# Where can you buy commodity cheese?



## tinknal (May 21, 2004)

I'm not talking about tho old government commodity cheese, I'm talking about the 40 pound blocks or 20 pound wheels that cheese is commonly made in. Does anyone sell this? If you could get it at near commodity price it would save a ton of money.


----------



## Mr.Hogwallop (Oct 2, 2009)

The local Giant Eagle (the big one) sells huge cheese wheels and all sorts of stuff. You can even buy a half a goat or lamb. 

It's twice as big as lowes inside. They have hydroponic lettuce growing in a big set up.

When I first saw it I said "hey, this is just like pot growers use.. cool"

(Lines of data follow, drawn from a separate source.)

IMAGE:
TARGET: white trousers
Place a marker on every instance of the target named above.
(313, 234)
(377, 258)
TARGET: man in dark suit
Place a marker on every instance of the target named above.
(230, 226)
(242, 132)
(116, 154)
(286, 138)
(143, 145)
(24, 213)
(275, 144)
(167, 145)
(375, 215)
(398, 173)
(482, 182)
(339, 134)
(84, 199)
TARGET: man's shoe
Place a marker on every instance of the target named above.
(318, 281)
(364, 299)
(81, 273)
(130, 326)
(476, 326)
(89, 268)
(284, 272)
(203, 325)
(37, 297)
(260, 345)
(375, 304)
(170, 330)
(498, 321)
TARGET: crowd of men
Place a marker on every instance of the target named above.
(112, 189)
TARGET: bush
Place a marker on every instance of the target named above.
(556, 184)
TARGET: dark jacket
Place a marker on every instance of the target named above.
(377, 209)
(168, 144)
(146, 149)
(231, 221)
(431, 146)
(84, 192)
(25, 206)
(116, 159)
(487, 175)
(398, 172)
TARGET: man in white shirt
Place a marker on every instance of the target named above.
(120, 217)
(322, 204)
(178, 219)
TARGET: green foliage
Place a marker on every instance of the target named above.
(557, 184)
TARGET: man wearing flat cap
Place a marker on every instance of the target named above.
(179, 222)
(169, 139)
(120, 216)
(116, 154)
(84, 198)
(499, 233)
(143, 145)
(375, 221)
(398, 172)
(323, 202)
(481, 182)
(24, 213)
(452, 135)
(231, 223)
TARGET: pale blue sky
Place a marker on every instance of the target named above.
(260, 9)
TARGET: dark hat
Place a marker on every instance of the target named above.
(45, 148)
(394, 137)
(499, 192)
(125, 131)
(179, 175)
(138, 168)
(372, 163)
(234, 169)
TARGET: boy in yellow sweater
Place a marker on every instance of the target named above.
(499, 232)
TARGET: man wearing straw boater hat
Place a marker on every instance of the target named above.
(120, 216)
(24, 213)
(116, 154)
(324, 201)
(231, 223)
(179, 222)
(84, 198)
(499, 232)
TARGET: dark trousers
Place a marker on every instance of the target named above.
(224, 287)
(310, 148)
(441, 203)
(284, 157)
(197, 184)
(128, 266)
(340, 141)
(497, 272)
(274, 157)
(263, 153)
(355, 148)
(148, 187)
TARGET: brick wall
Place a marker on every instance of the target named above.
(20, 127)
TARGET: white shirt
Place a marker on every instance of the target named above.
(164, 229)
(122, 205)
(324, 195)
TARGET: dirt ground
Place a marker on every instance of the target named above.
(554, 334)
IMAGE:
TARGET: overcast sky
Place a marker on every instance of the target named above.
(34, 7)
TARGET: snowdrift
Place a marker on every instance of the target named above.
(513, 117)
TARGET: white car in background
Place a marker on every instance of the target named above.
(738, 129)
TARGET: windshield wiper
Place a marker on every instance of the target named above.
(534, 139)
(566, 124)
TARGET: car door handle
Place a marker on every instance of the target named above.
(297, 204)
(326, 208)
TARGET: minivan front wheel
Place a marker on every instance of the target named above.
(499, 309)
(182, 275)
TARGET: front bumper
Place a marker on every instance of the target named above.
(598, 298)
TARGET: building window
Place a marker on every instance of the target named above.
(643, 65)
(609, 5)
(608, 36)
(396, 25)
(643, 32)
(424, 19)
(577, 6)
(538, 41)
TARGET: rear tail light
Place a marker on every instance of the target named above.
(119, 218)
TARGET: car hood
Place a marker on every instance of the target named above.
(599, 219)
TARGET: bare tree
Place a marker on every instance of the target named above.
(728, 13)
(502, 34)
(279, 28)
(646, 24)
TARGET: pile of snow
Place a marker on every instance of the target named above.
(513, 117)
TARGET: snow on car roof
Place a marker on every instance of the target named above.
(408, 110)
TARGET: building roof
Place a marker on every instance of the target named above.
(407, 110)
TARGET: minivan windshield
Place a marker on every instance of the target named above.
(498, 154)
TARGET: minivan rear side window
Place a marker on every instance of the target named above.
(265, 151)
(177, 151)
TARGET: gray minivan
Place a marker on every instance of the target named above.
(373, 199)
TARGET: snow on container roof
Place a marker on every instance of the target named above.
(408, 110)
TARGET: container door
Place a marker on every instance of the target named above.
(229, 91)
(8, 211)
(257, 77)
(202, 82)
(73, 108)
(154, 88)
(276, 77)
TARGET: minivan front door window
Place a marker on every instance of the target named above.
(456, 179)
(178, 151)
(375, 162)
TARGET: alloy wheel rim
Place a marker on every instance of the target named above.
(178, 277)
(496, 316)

I got a dirty look from the produce lady.


----------



## Wags (Jun 2, 2002)

Costco sometimes has big blocks and some restaurant supply places too.


----------



## Pelenaka (Jul 27, 2007)

Last month bought a 10 lbs. of mozzarella & provolone cheese Yancy's Fancy for $10 each. It was an advertised tent sale started @ 10 a.m. by 10:45 the semi trailer had been emptied. 
Once a year we have been able to buy 20 wheels of cheese for $1 per pound. The first time we scored Swiss & a Sharp Cheddar with Bacon bits. I'm not quite sure why it's sold for dirt cheap prices just that it is ice cold when it is handed off to me. 
If your ever in the Buffalo area let me know & I can hook u up. 


~~ pelenaka ~~


----------



## texican (Oct 4, 2003)

I went with an Aunt back in the 70's to get her commodities... my cousin is challenged and qualified for all kinds of help. Stood in line for a couple hours, got a 2lb block of cheese, a bag of rice, and a bag of flour. The cheese was that gawdawful American solidified cheeze whiz kind of cheese. I've been mighty hungry before, and figure I'd have to be on week two or three before I nibbled on govt. cheese (if you can even call it cheese!).

When in AK, all the larger stores had 5lb blocks of cheese... in these parts, finding a 2lb block is a chore... The butchers I get my free meat from get a 20lb wheel and slice it for their customers (old 'rat trap' style cheddar). Of course, the deli's in most of the grocery stores have pretty good size chunks of cheese available...


----------